Signs and symptoms
Signs and symptoms of Ebola
The length of time between exposure to the virus and the development of symptoms (incubation period) is between 2 and 21 days, and usually between 4 and 10 days. However, recent estimates based on mathematical models predict that around 5% of cases may take greater than 21 days to develop.
Symptoms usually begin with a sudden influenza-like stage characterized by feeling tired, fever, weakness, decreased appetite, muscular pain, joint pain, headache, and sore throat. The fever is usually higher than 38.3 °C (101 °F). This is often followed by nausea, vomiting, diarrhea, abdominal pain, and sometimes hiccups. The combination of severe vomiting and diarrhea often leads to severe dehydration. Next, shortness of breath and chest pain may occur, along with swelling, headaches, and confusion. In about half of the cases, the skin may develop a maculopapular rash, a flat red area covered with small bumps, five to seven days after symptoms begin.

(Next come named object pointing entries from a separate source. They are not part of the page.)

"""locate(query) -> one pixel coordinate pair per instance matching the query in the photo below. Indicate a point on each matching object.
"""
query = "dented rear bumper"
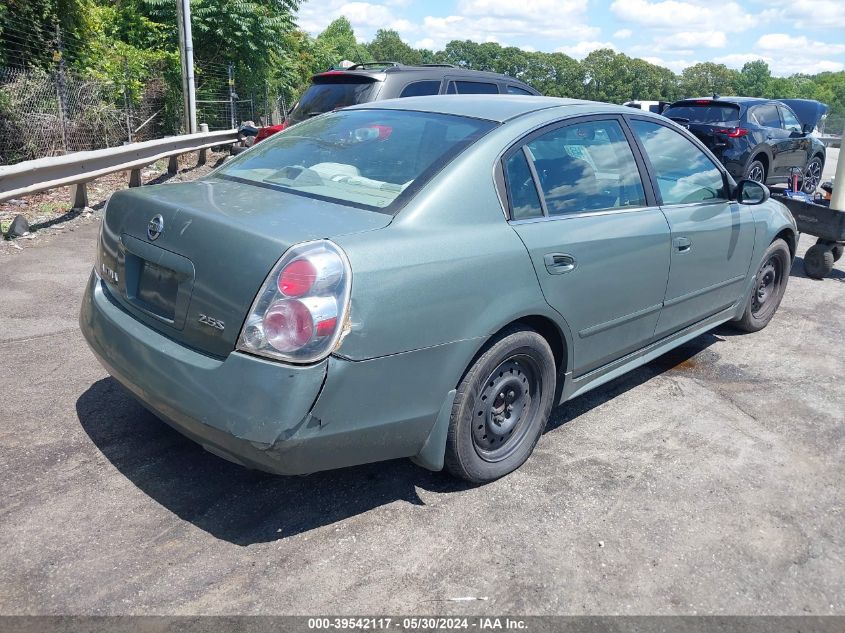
(281, 418)
(238, 407)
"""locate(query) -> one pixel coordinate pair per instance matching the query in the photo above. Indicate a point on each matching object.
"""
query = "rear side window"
(472, 88)
(421, 89)
(766, 115)
(790, 123)
(525, 203)
(364, 158)
(586, 167)
(684, 173)
(514, 90)
(704, 112)
(325, 97)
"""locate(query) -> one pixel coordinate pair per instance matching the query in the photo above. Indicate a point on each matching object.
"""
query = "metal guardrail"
(79, 168)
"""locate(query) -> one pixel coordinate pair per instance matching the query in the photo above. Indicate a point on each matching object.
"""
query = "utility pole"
(61, 86)
(232, 97)
(186, 54)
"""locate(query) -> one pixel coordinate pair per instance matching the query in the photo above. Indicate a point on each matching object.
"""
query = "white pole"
(186, 54)
(837, 198)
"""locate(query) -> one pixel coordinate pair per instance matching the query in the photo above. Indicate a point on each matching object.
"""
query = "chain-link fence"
(50, 113)
(56, 111)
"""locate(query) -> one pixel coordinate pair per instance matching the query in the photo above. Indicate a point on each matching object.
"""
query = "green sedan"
(426, 278)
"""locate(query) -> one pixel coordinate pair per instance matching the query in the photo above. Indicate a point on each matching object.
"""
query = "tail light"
(732, 132)
(299, 312)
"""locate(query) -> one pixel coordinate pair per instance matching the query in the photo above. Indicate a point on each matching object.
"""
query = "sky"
(792, 36)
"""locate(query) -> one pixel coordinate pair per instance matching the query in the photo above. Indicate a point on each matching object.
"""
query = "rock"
(18, 228)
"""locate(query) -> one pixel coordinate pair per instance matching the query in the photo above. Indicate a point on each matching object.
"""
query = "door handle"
(682, 244)
(557, 263)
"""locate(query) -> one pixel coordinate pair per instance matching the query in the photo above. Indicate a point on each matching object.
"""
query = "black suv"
(758, 139)
(375, 81)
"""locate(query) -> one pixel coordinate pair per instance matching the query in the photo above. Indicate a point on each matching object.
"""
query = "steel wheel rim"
(503, 411)
(765, 291)
(756, 173)
(812, 176)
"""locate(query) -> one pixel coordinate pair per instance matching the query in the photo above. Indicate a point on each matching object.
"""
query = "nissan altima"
(425, 277)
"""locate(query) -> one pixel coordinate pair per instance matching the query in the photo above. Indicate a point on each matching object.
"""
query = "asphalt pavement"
(709, 481)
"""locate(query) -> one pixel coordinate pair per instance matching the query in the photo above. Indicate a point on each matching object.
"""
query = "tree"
(340, 43)
(607, 76)
(707, 78)
(387, 46)
(754, 79)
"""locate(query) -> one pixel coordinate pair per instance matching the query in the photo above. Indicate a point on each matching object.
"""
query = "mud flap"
(433, 451)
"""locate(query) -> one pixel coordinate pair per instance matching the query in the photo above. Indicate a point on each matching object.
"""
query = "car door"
(712, 236)
(767, 117)
(599, 244)
(796, 154)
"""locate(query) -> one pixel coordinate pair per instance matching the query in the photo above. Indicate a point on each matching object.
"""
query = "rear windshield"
(325, 97)
(373, 159)
(703, 112)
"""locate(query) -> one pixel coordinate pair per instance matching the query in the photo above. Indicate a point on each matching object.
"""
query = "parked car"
(374, 81)
(425, 278)
(759, 139)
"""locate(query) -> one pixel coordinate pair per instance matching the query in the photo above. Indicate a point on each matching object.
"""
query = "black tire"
(501, 407)
(818, 261)
(756, 171)
(812, 175)
(769, 287)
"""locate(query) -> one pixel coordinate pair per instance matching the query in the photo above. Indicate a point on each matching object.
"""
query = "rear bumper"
(271, 416)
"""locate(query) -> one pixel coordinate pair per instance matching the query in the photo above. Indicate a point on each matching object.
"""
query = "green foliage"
(707, 78)
(338, 43)
(387, 46)
(130, 43)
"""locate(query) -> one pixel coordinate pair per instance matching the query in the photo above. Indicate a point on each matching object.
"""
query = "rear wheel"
(769, 286)
(501, 407)
(756, 171)
(818, 261)
(812, 175)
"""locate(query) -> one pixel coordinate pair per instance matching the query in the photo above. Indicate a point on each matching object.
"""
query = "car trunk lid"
(217, 241)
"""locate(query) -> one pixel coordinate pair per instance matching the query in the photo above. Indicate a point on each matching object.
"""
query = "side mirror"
(751, 192)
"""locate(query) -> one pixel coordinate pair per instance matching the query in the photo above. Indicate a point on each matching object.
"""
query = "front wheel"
(501, 407)
(769, 286)
(812, 175)
(756, 171)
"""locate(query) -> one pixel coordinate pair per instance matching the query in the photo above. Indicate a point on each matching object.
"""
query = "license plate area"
(158, 282)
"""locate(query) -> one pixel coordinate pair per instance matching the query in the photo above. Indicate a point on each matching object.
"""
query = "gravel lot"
(709, 481)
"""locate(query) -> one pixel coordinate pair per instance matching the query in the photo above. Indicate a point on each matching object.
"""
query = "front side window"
(790, 123)
(684, 173)
(585, 167)
(363, 158)
(421, 89)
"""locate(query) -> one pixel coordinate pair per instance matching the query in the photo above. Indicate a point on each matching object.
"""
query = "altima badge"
(155, 227)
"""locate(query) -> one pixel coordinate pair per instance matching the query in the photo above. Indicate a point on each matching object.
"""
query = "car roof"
(736, 100)
(499, 108)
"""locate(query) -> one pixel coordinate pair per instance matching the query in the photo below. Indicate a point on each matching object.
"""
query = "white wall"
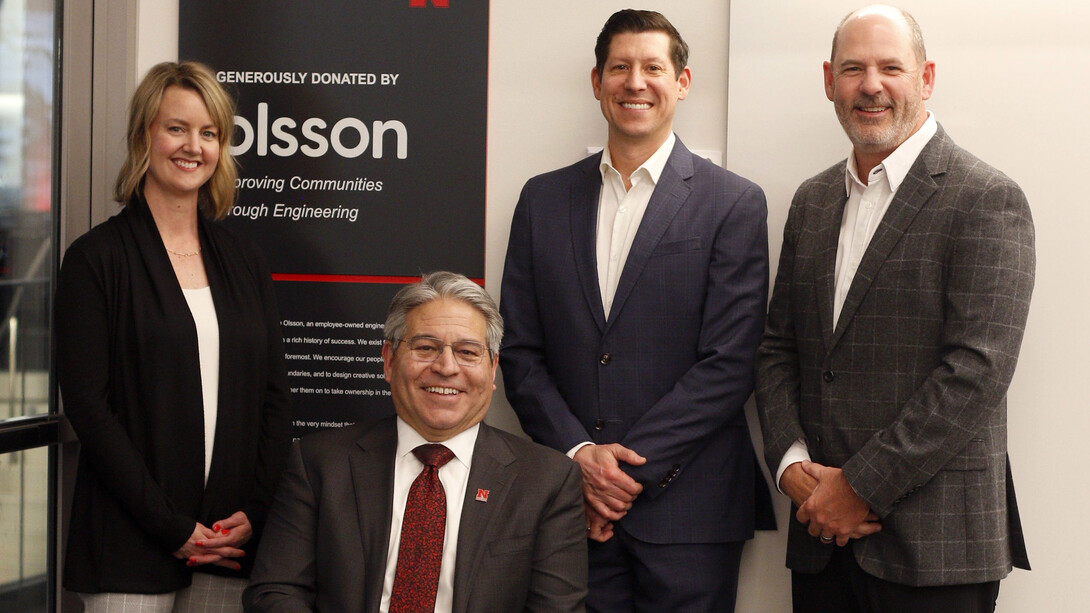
(1012, 87)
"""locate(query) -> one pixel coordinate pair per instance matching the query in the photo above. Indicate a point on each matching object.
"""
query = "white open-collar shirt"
(862, 214)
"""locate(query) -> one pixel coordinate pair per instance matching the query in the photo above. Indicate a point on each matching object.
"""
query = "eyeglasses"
(428, 349)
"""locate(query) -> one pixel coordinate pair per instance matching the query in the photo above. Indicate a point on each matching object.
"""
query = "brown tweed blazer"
(907, 394)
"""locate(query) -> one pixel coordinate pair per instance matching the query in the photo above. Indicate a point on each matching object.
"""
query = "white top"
(620, 212)
(204, 316)
(455, 475)
(862, 215)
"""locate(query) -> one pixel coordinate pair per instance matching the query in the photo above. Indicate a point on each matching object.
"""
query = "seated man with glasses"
(432, 509)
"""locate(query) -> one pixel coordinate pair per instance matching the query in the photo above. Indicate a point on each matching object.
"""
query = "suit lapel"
(489, 471)
(670, 193)
(372, 467)
(915, 191)
(584, 221)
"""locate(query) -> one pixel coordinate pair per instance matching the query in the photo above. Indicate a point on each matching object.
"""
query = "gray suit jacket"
(327, 535)
(907, 393)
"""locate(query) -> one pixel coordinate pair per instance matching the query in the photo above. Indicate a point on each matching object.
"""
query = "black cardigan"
(129, 373)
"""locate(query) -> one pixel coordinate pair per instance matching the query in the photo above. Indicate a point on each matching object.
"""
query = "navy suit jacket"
(669, 370)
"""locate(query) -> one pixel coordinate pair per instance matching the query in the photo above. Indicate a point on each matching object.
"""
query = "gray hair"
(443, 285)
(913, 28)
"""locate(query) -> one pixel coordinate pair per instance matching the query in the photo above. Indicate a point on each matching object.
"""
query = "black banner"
(361, 140)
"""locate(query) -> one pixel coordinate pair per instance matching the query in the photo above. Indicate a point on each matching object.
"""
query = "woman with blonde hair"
(170, 363)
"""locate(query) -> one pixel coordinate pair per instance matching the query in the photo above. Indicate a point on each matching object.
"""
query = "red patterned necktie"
(420, 554)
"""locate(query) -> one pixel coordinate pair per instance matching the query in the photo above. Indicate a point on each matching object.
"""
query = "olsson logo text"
(279, 136)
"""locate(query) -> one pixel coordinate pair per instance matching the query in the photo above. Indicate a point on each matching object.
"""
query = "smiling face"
(184, 146)
(877, 84)
(441, 398)
(639, 88)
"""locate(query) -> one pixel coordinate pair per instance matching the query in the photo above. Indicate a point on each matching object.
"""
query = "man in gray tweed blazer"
(894, 328)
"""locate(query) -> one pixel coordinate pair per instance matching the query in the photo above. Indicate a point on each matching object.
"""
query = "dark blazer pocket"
(683, 245)
(973, 457)
(513, 544)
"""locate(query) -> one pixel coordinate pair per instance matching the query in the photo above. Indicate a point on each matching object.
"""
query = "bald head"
(893, 13)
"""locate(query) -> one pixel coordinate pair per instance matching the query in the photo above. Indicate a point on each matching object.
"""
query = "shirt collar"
(897, 164)
(461, 444)
(653, 166)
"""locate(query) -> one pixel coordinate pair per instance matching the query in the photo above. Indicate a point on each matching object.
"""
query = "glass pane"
(26, 225)
(24, 530)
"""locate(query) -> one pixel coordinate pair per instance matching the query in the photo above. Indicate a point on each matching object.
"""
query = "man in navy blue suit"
(634, 296)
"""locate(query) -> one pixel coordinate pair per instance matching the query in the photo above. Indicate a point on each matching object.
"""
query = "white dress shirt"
(455, 475)
(620, 213)
(862, 214)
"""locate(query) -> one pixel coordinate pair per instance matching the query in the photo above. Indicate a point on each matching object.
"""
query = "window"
(27, 247)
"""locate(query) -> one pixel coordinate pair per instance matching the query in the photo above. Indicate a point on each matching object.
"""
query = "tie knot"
(434, 455)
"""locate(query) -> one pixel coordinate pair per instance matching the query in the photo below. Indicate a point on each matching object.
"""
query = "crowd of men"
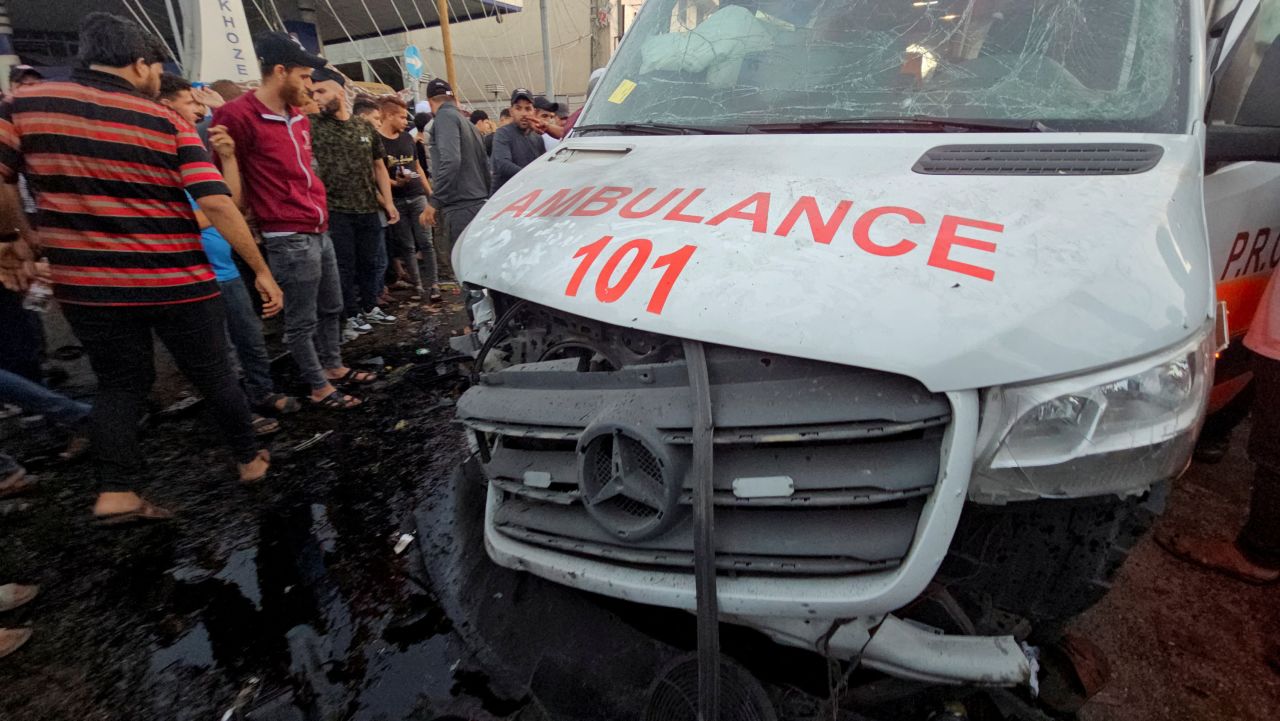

In some cases, internal and external bleeding may occur. This typically begins five to seven days after the first symptoms. All infected people show some decreased blood clotting. Bleeding from mucous membranes or from sites of needle punctures has been reported in 40–50% of cases. This may cause vomiting blood, coughing up of blood, or blood in stool. Bleeding into the skin may create petechiae, purpura, ecchymoses or hematomas (especially around needle injection sites). Bleeding into the whites of the eyes may also occur. Heavy bleeding is uncommon; if it occurs, it is usually in the gastrointestinal tract. The incidence of bleeding into the gastrointestinal tract has decreased since earlier epidemics and is now estimated to be approximately 10% with improved prevention of disseminated intravascular coagulation.
Recovery and death
Recovery may begin between 7 and 14 days after first symptoms. Death, if it occurs, follows typically 6 to 16 days from first symptoms and is often due to low blood pressure from fluid loss. In general, bleeding often indicates a worse outcome, and blood loss may result in death. People are often in a coma near the end of life.
Those who survive often have ongoing muscular and joint pain, liver inflammation, decreased hearing, and may have continued tiredness, continued weakness, decreased appetite, and difficulty returning to pre-illness weight. Problems with vision may develop.
Survivors develop antibodies against Ebola that last at least 10 years, but it is unclear whether they are immune to additional infections.